Connect a Kubernetes Cluster

Connect your first cluster, explore what's running, and use AI to investigate a real incident.

Scenario

You have a Kubernetes cluster running on AWS (EKS), GCP (GKE), Azure (AKS), or self-managed. You want to:

Connect it to ops0 for visibility
See pods, deployments, events, and resource usage
Use AI to investigate pod failures or incidents

Prerequisites

✓A running Kubernetes cluster (EKS, GKE, AKS, or kubeconfig-accessible)

✓For EKS: AWS integration connected. For GKE: GCP integration connected.
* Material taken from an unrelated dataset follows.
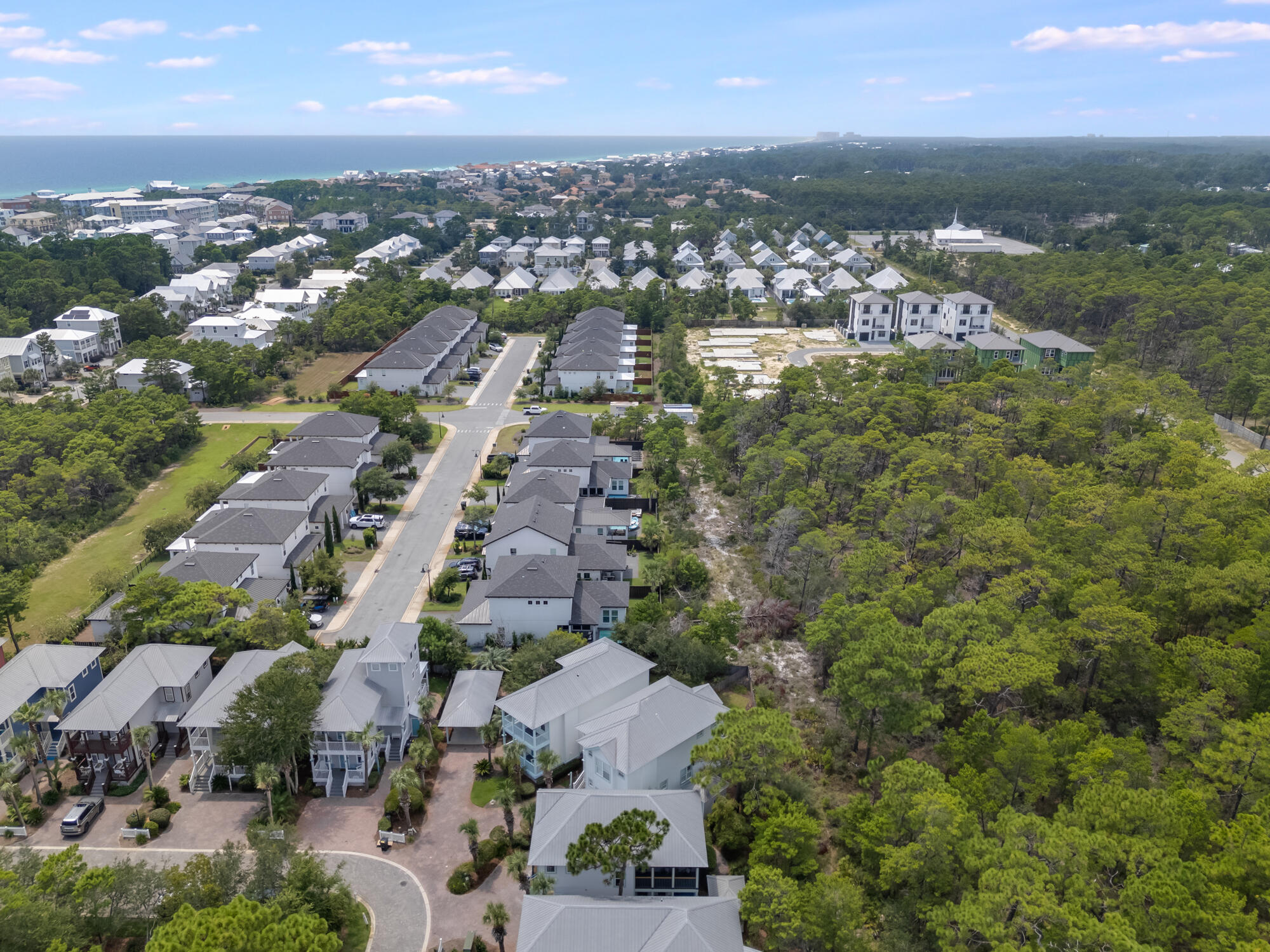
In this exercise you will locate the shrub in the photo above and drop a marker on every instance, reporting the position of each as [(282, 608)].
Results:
[(463, 879)]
For AKS: Azure integration connected.

✓For manual/self-managed: a kubeconfig with cluster-admin or equivalent read access

Step 1: Add the Cluster

1Click Kubernetes in the left sidebar

2Click Add Cluster

3Select your cluster type

Step 2: Enter Connection Details

Amazon EKS

Field	What to enter
Cluster Name	EKS cluster name (from AWS console)
Region	AWS region where the cluster runs
IAM Role ARN	Role with `eks:DescribeCluster` and `eks:ListClusters` permissions
External ID	Optional, for cross-account role assumption

Google GKE

Field	What to enter
Cluster Name	GKE cluster name
Project ID	GCP project ID
Location	Region or zone where the cluster runs
Service Account JSON	GCP service account key with Kubernetes Engine Reader role

Azure AKS

Field	What to enter
Cluster Name	AKS cluster name
Resource Group	Resource group containing the cluster
Subscription ID	Azure subscription ID
Tenant ID	Azure AD tenant ID
Client ID / Secret	Service principal credentials with AKS read access

Manual / Self-Managed

Paste your kubeconfig directly. ops0 will sanitize it to remove local credential helper references that wouldn't work server-side.
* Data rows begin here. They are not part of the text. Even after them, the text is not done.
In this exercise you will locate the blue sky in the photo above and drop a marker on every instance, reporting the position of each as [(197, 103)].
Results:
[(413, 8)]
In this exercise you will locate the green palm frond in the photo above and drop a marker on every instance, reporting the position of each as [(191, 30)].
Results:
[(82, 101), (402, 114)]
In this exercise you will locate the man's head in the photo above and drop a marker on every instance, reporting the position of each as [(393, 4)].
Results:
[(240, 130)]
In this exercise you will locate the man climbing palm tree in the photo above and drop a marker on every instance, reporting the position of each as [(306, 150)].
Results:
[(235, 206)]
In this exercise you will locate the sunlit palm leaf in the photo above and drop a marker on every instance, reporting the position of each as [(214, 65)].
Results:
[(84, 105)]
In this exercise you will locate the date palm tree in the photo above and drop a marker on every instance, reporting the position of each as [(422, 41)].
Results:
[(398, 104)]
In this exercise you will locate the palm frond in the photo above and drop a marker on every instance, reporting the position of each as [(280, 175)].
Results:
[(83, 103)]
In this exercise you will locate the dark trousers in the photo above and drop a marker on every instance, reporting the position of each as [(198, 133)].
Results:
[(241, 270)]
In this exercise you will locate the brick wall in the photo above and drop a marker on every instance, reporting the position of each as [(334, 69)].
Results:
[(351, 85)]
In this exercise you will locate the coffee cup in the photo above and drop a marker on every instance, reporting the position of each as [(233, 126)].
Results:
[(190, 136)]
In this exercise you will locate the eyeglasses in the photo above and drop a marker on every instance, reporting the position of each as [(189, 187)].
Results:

Step 3: Verify the Connection

Click Connect. ops0 will:

Create a Kubernetes client from your credentials
Fetch cluster info (API server, version)
List nodes, namespaces, and a sample of pods
Show a success confirmation with cluster summary

If the connection fails, the error message will tell you exactly what went wrong (auth failure, network unreachable, insufficient permissions).
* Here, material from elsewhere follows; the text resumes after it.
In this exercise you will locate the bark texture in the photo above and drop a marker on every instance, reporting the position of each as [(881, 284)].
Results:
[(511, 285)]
Step 4: Explore the Cluster

After connecting, the cluster dashboard opens automatically.

What you see immediately:

Node health

All nodes with Ready status, CPU and memory usage, Kubernetes version

Workload inventory

Deployments, StatefulSets, DaemonSets, Jobs — counts, replicas, health

Pod status

All pods across namespaces with restart counts, status, and age

Recent events

Warning events that indicate scheduling failures, crashes, or resource pressure

Navigate through the sidebar to explore Pods, Nodes, Workloads, Networking, and Storage.

Step 5: View Pod Logs

1Go to Kubernetes → Pods

2Click any pod

3Click the Logs tab — logs stream in real time

4Click the Terminal tab to open a live shell in the container

Step 6: Investigate an Incident (When One Exists)

ops0 monitors your cluster every 60 seconds. When it detects a problem — a pod in CrashLoopBackOff, high restart counts, or FailedScheduling events — it automatically creates an incident.

To view incidents:

1Go to Kubernetes → Incidents

2Click an open incident

3Click Analyze with AI

What the AI analysis returns:

Section	Content
Root Cause	What ops0 believes is causing the issue based on events and logs
kubectl commands	Specific commands to investigate further
Recommendations	Kyverno policies to prevent this class of issue
Runbook	Step-by-step manual remediation instructions

Incident severities:

Severity	Trigger
P1	Pod restart count > 10, cluster-wide failures
P2	Pod restart count > 5, deployment degraded
P3	Warning events, scheduling delays

Incidents auto-resolve when the triggering condition clears for 10+ minutes.

Verification

After connecting and exploring, verify:

Cluster appears in Kubernetes → Clusters with status Connected
Pods list populates with your namespaces and pods
Events tab shows recent cluster events
Monitoring is active — the cluster shows last-checked timestamp updating

Next Steps

Enable Kyverno policies →

Block non-compliant Kubernetes resources at admission time

View Helm releases →

Inspect all Helm charts deployed to the cluster

Troubleshooting

Connection fails: "Unauthorized"

For EKS: verify the IAM role has eks:DescribeCluster permission and the role trust policy allows ops0 to assume it. For GKE: the service account needs the Kubernetes Engine Viewer IAM role.

Pods list is empty

The service account or credentials may lack permission to list pods. Ensure the credentials have get, list, and watch verbs on pods across all namespaces.

No incidents showing despite CrashLoopBackOff pods

Incident monitoring runs every 60 seconds. Wait up to 2 minutes for the first scan. If still no incident, verify the cluster has monitoring enabled in the cluster settings.